The momentum at impact is given by the equation:

$p_I=mv_I=5 \times -3.834=-19.170$ The worst case is all of this momentum is reflected back to the headform itself. Let’s assume that happened over the course of 1 msec. So momentum after impact:

$p_A=19.170$ and the change in momentum:

$\Delta p = 19.170 - (-19.170) = 38.340$ which over 1msec, gives us a force of:

$F_A={\Delta p \over \Delta t}={38.340 \over 10^-3}=38340$ So 38.34kN, and what about the acceleration?

$F_A=ma_A$ $a_A={38340\over5}=7668$

7668m/s² is 782g.
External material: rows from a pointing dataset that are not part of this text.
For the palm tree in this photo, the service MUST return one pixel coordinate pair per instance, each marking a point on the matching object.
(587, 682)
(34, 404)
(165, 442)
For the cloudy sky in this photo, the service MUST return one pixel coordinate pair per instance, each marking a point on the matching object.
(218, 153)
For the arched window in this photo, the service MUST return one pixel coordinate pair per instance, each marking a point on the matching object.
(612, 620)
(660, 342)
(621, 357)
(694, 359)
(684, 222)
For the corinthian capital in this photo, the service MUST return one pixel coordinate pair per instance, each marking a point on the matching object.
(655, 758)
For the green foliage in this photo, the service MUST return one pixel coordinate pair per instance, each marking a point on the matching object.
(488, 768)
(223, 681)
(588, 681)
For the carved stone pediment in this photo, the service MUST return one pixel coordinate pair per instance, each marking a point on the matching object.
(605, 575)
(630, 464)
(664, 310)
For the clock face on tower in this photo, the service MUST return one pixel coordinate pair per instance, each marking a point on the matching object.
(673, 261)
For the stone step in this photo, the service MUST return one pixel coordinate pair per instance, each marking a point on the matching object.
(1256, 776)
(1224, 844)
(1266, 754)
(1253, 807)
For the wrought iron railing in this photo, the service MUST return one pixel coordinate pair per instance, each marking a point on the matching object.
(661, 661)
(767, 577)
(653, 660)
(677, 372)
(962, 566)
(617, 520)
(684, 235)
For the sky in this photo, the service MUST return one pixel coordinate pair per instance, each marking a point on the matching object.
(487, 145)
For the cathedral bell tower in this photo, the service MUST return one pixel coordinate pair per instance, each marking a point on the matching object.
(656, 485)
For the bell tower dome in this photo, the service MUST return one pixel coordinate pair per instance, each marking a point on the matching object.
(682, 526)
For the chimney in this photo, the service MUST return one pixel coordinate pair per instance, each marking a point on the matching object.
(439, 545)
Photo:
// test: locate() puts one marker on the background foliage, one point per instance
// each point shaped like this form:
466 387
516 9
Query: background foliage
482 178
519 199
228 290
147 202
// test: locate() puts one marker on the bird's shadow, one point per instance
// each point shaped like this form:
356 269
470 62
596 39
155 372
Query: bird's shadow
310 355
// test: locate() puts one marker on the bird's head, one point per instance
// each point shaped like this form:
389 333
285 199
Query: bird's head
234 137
Our cyclist would be dead.

Suppose the helmet did its job, and over 3 msec, managed to attenuate that to the 200g as specified in AS/NZS 2068. This equates to -1960m/s² acceleration, or a downward force of -9.8kN. What would the change in momentum need to be?

$-9800 = {p_A - p_I} \over {3\times 10^-3}$ Re-arranging, we get an after-collision momentum of 1.534 Ns. So to meet the standard, the helmet has to attenuate that momentum. So what happens to the brain inside all this? Suppose we had a headform that modelled this.

The human brain is around 1.5kg on average, and has an approximate volume of 1130 cm³. It resides in the cranial vault, which has an approximate volume of 1170 cm³. These differ between males and females, and can vary wildly from this. For simplicity’s sake, let’s assume both are spherical. We can work out how much space there is around the brain using the following equation to calculate the radius of brain and vault:

$V={4 \over 3}\pi r^3$ Plugging these values in, we get a brain that has a radius of 6.461 cm, and a cranial vault of 6.537 cm. This leaves a gap of about 700um around the brain in which it can move. This is less than I expected, but let’s see what happens.

We know the headform was travelling at -3.834 m/s just before striking the anvil, and at this point, the brain is still moving at about that speed. We know it’ll continue to move forward that 700um before it hits the cranial vault, but how long do we have? About 183 microseconds.

Given the such small gap and time window involved, we could possibly consider the cranial vault in a simulated headform as being a gel with similar properties to the brain. It’ll deform as it hits the vault walls and “bounce” back, possibly causing it to ricochet into the opposing wall.

If we’re to have any hope in preventing this, we need to start speed reduction much earlier.